Other interacting medicinal products: Antacid: The simultaneous dosing of Rosuvastatin with an antacid suspension containing aluminium and magnesium hydroxide resulted in a decrease in rosuvastatin plasma concentration of approximately 50%. This effect was mitigated when the antacid was dosed 2 hours after Rosuvastatin. The clinical relevance of this interaction has not been studied.
Fusidic Acid: Interaction studies with rosuvastatin and fusidic acid have not been conducted. As with other statins, muscle related events, including rhabdomyolysis, have been reported in post-marketing experience with rosuvastatin and fusidic acid given concurrently. Patients should be closely monitored and temporary suspension of rosuvastatin treatment may be appropriate.
Effect of rosuvastatin on co-administered medicinal products: Warfarin: The pharmacokinetics of warfarin are not significantly affected following co-administration with Rosuvastatin. However, as with other HMG-CoA reductase inhibitors, co-administration of Rosuvastatin and warfarin may result in a rise in INR compared to warfarin alone. In patients taking vitamin K antagonists monitoring of INR is recommended both at initiation or cessation of therapy with Rosuvastatin or following dose adjustment.
Fenofibrates/fibric acid derivatives: Although no pharmacokinetic interaction between rosuvastatin and fenofibrate was observed; a pharmacodynamic interaction may occur. Gemfibrozil, fenofibrate and other fibric acids, including nicotinic acid, may increase the risk of myopathy when given concomitantly with HMG-CoA reductase inhibitors (see Precautions).

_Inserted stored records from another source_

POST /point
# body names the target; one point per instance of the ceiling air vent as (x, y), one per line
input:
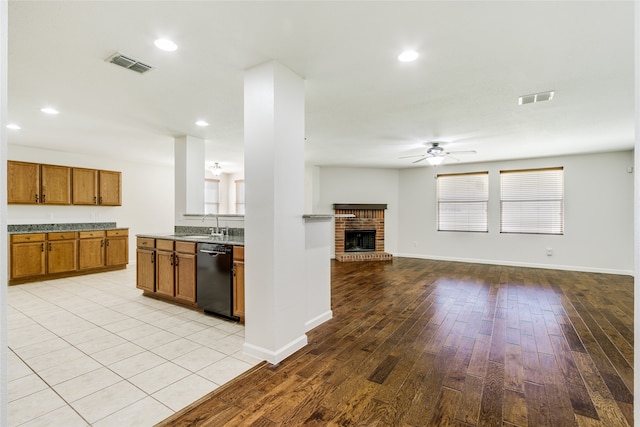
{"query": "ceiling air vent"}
(536, 97)
(129, 63)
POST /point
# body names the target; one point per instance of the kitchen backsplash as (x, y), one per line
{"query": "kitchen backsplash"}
(183, 229)
(78, 226)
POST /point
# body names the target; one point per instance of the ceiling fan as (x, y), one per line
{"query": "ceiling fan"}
(436, 154)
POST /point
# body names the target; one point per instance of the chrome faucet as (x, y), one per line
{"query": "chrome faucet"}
(215, 231)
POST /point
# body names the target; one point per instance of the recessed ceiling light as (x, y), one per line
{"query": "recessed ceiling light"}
(166, 45)
(408, 56)
(49, 110)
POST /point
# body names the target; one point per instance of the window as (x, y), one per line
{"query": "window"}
(462, 202)
(240, 196)
(532, 201)
(211, 196)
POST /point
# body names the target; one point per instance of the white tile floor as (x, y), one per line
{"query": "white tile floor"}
(92, 351)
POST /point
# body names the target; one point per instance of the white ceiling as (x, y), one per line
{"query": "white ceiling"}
(363, 107)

Ciclosporin: Co-administration of Rosuvastatin with ciclosporin resulted in no significant changes in ciclosporin plasma concentration.
Other medications: There were no clinically significant interactions with an oral contraceptive, digoxin, ezetimibe or fenofibrate.
In clinical studies Rosuvastatin was co-administered with antihypertensive agents, antidiabetic agents and hormone replacement therapy. These studies did not produce any evidence of clinically significant adverse interactions.